Step 3: Assemble Package

Create in

Replication/
(or specified directory):

  1. README.md — AEA format:

    • Data availability statement (which data is public vs restricted)
    • Computational requirements (R version, packages, PostGIS, Python)
    • Program descriptions (what each script does)
    • Replication instructions (step-by-step)
    • Expected runtime
  2. master.R — Runs everything in order:

    # Master replication script for "Sewage in Our Waters"
    # Estimated runtime: [X hours]
    
    source(here::here("scripts", "R", "01_data_ingestion", "script.R"))
    # ... through all layers
    source(here::here("scripts", "R", "09_analysis", "subdir", "script.R"))
    
  3. install_packages.R — If renv is not used:

    install.packages(c("tidyverse", "fixest", "modelsummary", ...))
    
  4. DEPOSIT_CHECKLIST.md — Pre-deposit verification

Step 4: Validate

Run the 10 verification checks (equivalent to

/audit-replication
):

  1. Script execution order is correct
  2. All data file references resolve
  3. All output files are generated
  4. Package versions documented
  5. No hardcoded absolute paths
  6. Data provenance documented
  7. README completeness (AEA format)
  8. Output cross-reference (every table/figure traced to a script)
  9. Restricted data properly flagged
  10. Master script runs without modification

Step 5: Present Results

  1. Package contents — All files in
    Replication/
  2. Script order — Numbered sequence with dependency graph
  3. Data availability — Public vs restricted datasets
  4. Verification result — X/10 checks passed
  5. Deposit steps — openICPSR / Zenodo instructions

Principles

  • AEA Data Editor standards are the target.

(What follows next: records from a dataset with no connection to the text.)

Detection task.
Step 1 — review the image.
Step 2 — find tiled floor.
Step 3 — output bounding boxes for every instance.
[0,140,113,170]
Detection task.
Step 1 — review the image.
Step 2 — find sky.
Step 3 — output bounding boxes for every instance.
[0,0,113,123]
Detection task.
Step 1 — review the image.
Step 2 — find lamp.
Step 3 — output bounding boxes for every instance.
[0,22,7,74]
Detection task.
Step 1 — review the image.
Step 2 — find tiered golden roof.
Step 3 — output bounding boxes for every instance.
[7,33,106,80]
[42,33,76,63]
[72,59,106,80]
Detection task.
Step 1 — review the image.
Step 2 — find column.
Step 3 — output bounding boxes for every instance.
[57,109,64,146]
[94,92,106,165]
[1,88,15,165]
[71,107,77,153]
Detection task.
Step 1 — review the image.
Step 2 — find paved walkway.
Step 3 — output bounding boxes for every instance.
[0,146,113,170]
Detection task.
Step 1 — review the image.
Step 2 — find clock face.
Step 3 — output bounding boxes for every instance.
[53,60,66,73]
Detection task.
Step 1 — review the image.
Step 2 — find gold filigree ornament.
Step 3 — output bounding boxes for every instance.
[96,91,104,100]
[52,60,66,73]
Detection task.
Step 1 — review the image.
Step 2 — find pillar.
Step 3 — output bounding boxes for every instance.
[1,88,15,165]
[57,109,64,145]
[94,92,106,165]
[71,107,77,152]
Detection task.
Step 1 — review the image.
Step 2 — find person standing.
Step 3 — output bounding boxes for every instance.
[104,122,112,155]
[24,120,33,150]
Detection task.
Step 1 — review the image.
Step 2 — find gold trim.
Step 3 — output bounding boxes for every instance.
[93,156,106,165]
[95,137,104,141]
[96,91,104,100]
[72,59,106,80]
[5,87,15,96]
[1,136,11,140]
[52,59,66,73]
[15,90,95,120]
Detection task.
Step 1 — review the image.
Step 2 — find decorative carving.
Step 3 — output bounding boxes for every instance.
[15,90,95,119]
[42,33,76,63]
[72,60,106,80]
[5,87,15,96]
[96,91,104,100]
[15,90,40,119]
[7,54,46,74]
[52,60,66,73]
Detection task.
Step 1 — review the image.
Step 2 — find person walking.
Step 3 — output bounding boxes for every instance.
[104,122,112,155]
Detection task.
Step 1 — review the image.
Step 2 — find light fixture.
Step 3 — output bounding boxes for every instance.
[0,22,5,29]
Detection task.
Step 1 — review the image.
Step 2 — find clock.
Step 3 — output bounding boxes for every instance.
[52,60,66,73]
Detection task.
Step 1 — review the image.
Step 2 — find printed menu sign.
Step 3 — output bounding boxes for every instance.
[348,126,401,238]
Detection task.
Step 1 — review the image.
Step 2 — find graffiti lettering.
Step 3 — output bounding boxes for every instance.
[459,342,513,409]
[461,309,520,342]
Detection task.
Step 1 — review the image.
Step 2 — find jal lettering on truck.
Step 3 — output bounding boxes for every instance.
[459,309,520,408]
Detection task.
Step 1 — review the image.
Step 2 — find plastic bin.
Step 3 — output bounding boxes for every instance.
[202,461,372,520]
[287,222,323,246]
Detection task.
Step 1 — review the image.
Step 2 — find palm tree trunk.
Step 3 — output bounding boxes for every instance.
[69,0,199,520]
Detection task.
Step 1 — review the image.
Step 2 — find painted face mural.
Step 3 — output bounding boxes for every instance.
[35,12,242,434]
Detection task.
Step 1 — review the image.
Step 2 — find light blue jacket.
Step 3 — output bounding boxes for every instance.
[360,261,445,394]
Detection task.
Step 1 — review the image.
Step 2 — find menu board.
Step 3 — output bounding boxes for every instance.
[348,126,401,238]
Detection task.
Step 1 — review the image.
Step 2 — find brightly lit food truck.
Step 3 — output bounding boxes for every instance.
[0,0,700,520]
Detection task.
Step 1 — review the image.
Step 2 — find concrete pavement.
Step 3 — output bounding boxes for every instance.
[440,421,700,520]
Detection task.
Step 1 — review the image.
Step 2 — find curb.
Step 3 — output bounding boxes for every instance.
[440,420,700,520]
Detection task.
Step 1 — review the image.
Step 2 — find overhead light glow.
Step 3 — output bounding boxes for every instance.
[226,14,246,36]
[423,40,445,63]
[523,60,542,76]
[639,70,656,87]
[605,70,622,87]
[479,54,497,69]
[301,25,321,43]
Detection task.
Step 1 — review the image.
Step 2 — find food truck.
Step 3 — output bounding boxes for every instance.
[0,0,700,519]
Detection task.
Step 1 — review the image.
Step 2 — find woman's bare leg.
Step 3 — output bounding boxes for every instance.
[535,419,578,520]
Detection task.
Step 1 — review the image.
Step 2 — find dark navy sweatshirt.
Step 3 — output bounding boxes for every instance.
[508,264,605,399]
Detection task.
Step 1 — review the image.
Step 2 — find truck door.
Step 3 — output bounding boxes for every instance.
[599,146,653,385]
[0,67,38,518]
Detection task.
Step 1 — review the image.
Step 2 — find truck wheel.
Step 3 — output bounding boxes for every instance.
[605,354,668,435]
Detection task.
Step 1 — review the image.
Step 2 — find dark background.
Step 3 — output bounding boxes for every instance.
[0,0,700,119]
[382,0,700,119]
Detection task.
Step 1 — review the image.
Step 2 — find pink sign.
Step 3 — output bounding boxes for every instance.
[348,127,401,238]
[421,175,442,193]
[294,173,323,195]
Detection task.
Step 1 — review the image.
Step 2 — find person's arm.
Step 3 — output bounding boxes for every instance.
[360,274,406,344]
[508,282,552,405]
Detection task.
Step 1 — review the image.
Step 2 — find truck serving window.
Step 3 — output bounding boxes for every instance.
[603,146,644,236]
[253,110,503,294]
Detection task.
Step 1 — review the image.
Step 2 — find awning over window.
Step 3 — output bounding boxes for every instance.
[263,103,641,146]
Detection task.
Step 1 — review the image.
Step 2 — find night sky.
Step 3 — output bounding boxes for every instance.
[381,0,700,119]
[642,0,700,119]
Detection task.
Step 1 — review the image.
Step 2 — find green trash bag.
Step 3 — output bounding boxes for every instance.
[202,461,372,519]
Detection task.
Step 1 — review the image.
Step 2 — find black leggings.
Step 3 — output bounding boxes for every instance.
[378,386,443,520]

README format, versions, data access statements.
  • Don't rename scripts without approval. Present ordering first, let the user decide.
  • Thorough data provenance. Every dataset documented with source, access date, and restrictions.
  • Test before declaring ready. Always validate after assembly.
  • Document restricted data clearly. Land Registry and Zoopla data may have access restrictions.